Alice decided it wasn’t some lingering vestiges of the curse that tied her, body and soul, to the cape. It was the knowledge that there was salt water in her veins. It was a love for this place so deeply entrenched in the blood of the women who had come before her that it passed down, an inevitable trait no different from their dark hair and hard smiles. And it was this realization that had allowed her to forgive her mother for leaving. Because of her, Alice could watch her children play, laughing in the surf, unafraid. Because of her, Alice and her children, and her children’s children, could have this place, this feeling, forever.
“Mom!” Charlotte waved from the water. “Look! I’m a mermaid!”
Merry looked up from the sandcastle. “Me too, me too!” She bolted for the water, tackling her sister and then laughing when they both came up with seaweed tangled in their hair.
Behind Alice, a horn honked.
She turned to see her husband waiting in the car, waving. She wasn’t supposed to let the girls get wet. They were heading to dinner in Ilwaco with a friend of his who was thinking of investing in their little florist shop. It’d been in his family for more than a hundred years. Almost sold it to a developer ten or so years ago, but he talked his aunt into letting him take over. He had quite the green thumb.
“Girls!” Alice waved them in. “Time to go!”
A chorus of groans followed them up the beach, where they reluctantly toweled off. Merry let out a wicked giggle, then snatched her sister’s towel and made Charlotte chase her all the way back to the water.

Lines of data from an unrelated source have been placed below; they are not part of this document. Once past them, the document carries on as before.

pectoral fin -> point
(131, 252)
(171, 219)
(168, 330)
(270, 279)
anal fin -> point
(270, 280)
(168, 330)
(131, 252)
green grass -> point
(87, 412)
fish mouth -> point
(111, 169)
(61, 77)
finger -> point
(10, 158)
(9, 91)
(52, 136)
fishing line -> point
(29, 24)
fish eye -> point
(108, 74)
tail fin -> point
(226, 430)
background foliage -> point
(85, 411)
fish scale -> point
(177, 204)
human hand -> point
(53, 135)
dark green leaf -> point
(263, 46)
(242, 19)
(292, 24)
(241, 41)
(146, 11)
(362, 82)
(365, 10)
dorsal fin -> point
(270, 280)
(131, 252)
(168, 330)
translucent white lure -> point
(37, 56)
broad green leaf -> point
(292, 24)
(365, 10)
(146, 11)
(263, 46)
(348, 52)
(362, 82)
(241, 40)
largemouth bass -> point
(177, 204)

“Oh no,” Charlotte cried, dramatically falling back in. “My towel is wet. Guess I have to just stay here.”
“Yeah,” Merry said. “We’ll grow fins and eat seaweed.”
Alice smirked. “You? Eat a vegetable? Never.”
Merry nodded solemnly. It was a sacrifice she was willing to make if it meant she didn’t have to leave.
“Come on,” Alice said. “Out you come. For real this time.”
“Can we come back later?” Charlotte asked.
“After dinner?”
“Or tomorrow morning?”
“Please,” they said in unison.
“We’ll see,” Alice said. “Here. Use my towel.”
They batted at each other, giggling, and then squished together, shoulder to shoulder, with the towel wrapped around them. A two-headed girl-beast. An ache of sadness pressed on her chest that her mother would never be able to meet them, these two beautiful, wicked, wonderful girls she’d made.
“Thank you. Now go on up to the car,” Alice said.
“Aren’t you coming?” Merry asked, concern in the corners of her eyes.
Alice tweaked her nose. “One last swim.”
Merry studied her a moment longer before letting a smile crack through. “Okay.”
As the girls ran up the bridge to the car, Alice ran toward the water. Her breath caught with the chill, but she dove in, relishing the feel of the waves on every inch of her body. She swam harder, farther, until her chest ached, and she finally came up for air. She waved to her daughters standing on the bridge, and then closed her eyes and lay back, floating, and licking the salt from her lips. She let the water carry her back to shore, hearing the whisper of her mother, and all the women before her, in every wave.